伊勢新聞

2020年12月24日(木)

▼夜間中学のニーズを調査し「学び直しの方法にも多様なニーズがあることが分かった」と県教委。これしきのことでも調査しなければ分からなかったのかという気はする

▼国や県議会から夜間中学の必要性を指摘されて昨年調査したが回答が65人。学習方法も設問に加えた今回は約6倍の387人。設問の工夫ではまだまだ増えたということだろう。設問の拙さというより、県教委の夜間中学へのスタンスが分かるような2年間である

▼県が生涯学習基盤整備事業検討委員会を設置したのは平成元年。
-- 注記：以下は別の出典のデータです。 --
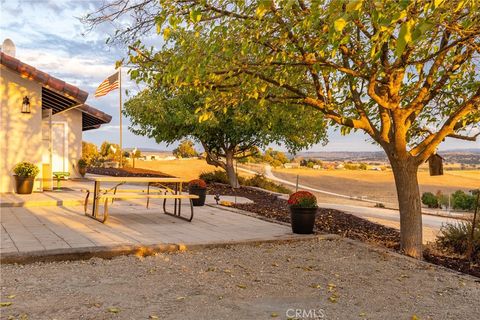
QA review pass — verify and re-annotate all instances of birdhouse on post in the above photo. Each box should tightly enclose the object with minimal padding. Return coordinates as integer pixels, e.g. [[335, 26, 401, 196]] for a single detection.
[[428, 153, 443, 176]]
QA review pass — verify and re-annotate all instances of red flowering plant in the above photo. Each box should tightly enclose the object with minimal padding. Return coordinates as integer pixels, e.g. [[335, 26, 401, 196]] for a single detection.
[[288, 191, 317, 208], [188, 179, 207, 189]]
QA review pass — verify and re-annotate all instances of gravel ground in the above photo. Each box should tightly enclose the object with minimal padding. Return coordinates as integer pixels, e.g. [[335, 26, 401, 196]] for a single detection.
[[1, 239, 480, 319]]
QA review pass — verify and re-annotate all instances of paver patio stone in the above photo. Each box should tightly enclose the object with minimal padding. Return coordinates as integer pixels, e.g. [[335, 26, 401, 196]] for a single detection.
[[0, 195, 297, 262]]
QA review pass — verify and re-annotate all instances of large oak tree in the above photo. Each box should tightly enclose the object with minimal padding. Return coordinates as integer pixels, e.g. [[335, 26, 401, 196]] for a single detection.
[[86, 0, 480, 258]]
生涯学習センターも開設され、すべての県民がいつでも、どこでも、だれでもが「学び」を通して生きる「生涯学習社会」の実現を目ざし、学習方法として自発的、自分なり、学びたい時に―が掲げられたものの、生涯学習は義務教育、高等教育、社会教育、自己学習などと階層的に捉えられて、学び直しはこぼれ落ちた

▼そのニーズに県教委は気づかなかったか。平成18年に夜間定時制の四日市北高校と通信制の四日市高校通信制が統合して北星高校が開校し、不登校生徒の受け入れを表明し、単位制を導入すると、それまでの定員割れから一転して応募者が殺到した。その人気ぶりから不登校生受け入れは後退気味だから、学び直しへの関心は高まらなかったのかもしれない

▼県内の特別支援学校にも生徒は増加している。発達障害など障害の多様化や個別のニーズへの対応が原因とされ、外国人の増加も一因と考えられている。学校教育の限界が言われて久しいが、見ようとしなければ何も見えないに違いない。